Un blocco lungo il percorso di maturazione
Analizzando marcatori molecolari caratteristici delle diverse fasi dello sviluppo neuronale, gli scienziati possono distinguere, con alcune limitazioni, cellule progenitrici, neuroni immaturi e neuroni più maturi. I risultati suggeriscono che nella depressione il problema potrebbe trovarsi nella transizione tra questi stadi. In altre parole, il cervello continuerebbe a possedere cellule capaci di intraprendere il percorso neuronale, ma alcune non riuscirebbero a raggiungere efficacemente la fase successiva. Questo potrebbe contribuire ad alterare la plasticità dell’ippocampo, cioè la sua capacità di adattare struttura e connessioni in risposta alle esperienze.
Perché potrebbe essere importante per i sintomi depressivi
L’ippocampo non serve soltanto a conservare ricordi. Partecipa alla gestione dello stress, alla contestualizzazione delle esperienze e ai circuiti che regolano le emozioni. Alterazioni della sua plasticità potrebbero quindi contribuire ad alcuni aspetti della depressione, anche se sarebbe scorretto considerarle una spiegazione unica della malattia. Il disturbo depressivo nasce dall’interazione tra molteplici fattori genetici, psicologici, ambientali e biologici. La maturazione incompleta dei neuroni rappresenterebbe quindi uno dei possibili meccanismi coinvolti, non la causa universale capace di spiegare tutti i pazienti e tutte le forme di depressione.

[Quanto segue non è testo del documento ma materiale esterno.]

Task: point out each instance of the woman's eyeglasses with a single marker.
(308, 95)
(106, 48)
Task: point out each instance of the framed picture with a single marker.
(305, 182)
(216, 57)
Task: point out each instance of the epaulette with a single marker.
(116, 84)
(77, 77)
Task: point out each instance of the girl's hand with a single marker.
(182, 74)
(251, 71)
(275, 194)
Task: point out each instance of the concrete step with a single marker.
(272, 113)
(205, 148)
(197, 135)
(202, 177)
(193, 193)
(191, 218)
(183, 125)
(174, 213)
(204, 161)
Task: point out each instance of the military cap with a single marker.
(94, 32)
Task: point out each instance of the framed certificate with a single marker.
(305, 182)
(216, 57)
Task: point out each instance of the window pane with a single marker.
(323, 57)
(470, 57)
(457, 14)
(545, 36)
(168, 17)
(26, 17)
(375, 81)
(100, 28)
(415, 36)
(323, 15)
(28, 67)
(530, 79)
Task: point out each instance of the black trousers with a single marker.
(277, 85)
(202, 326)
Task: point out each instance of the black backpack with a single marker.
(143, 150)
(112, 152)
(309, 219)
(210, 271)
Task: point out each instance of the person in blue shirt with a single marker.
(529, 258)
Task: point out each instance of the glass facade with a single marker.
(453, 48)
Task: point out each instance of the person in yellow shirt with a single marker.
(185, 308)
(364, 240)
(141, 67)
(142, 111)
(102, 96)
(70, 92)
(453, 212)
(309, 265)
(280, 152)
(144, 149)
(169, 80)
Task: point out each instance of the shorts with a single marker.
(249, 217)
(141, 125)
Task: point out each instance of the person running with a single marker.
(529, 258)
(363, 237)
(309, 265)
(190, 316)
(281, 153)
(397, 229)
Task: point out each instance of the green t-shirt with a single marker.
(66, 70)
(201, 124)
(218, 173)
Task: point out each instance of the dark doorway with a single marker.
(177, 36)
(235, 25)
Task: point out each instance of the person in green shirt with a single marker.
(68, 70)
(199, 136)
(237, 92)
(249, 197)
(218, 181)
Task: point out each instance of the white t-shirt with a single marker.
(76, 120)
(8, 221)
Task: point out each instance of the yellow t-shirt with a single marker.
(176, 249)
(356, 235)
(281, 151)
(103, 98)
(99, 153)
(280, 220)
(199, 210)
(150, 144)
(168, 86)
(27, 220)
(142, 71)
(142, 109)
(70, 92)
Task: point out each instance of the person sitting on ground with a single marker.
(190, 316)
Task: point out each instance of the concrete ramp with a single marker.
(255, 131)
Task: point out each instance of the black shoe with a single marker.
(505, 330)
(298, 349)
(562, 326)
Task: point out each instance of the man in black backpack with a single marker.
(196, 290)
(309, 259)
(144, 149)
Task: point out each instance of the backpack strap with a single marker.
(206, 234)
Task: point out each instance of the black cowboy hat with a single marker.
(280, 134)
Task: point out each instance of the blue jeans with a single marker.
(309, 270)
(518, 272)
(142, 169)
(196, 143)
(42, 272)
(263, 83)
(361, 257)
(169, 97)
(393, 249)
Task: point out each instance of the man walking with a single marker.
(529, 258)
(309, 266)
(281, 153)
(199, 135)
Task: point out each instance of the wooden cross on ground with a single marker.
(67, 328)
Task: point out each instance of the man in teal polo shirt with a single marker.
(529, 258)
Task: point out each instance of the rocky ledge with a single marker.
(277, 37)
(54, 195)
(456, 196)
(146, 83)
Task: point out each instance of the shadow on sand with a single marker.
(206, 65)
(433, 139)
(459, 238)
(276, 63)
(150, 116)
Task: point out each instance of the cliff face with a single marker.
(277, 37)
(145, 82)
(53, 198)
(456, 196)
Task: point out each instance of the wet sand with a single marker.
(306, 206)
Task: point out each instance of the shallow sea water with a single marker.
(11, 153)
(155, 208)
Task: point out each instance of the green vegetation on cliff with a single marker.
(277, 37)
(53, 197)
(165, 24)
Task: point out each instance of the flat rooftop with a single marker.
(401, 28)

Gli antidepressivi potrebbero entrare in questa storia
Il rapporto tra antidepressivi e neurogenesi viene studiato da anni. Esperimenti sugli animali hanno mostrato che alcuni trattamenti antidepressivi possono favorire processi collegati alla nascita, sopravvivenza e maturazione dei neuroni ippocampali. Nell’essere umano il quadro è molto meno semplice e non è possibile concludere che i farmaci funzionino soltanto perché producono nuovi neuroni. I loro effetti coinvolgono neurotrasmettitori, plasticità sinaptica e numerosi sistemi molecolari. Tuttavia, capire se determinati trattamenti aiutino soprattutto le cellule immature a completare il proprio sviluppo potrebbe offrire una nuova prospettiva sui loro meccanismi d’azione.
La cautela è fondamentale
Studiare la neurogenesi nel cervello umano è particolarmente difficile. Gran parte delle informazioni dirette deriva da tessuti post-mortem e i risultati possono essere influenzati da età, farmaci assunti, durata della malattia, altre condizioni mediche e intervallo tra morte e conservazione del campione. Anche i marcatori utilizzati per identificare i neuroni giovani non rappresentano sempre una prova definitiva della loro data di nascita. Per questo la scoperta di cellule apparentemente bloccate nella maturazione non significa che sia stata trovata “la causa della depressione”. Servono ulteriori studi per confermare il fenomeno e comprenderne le conseguenze.
Una nuova domanda per la ricerca sulla depressione
La scoperta sposta comunque l’attenzione verso una domanda affascinante: e se il problema non fosse produrre nuovi neuroni, ma permettere loro di crescere? Se questo meccanismo venisse confermato, future terapie potrebbero cercare di favorire non semplicemente la proliferazione delle cellule progenitrici, ma la loro maturazione e integrazione nei circuiti dell’ippocampo. È ancora una prospettiva di ricerca, non una strategia terapeutica disponibile. Ma offre un esempio di quanto la depressione sia biologicamente complessa: nel cervello adulto potrebbero continuare a comparire nuovi neuroni e, almeno in alcuni pazienti, la difficoltà potrebbe iniziare proprio nel momento in cui devono diventare pienamente funzionali.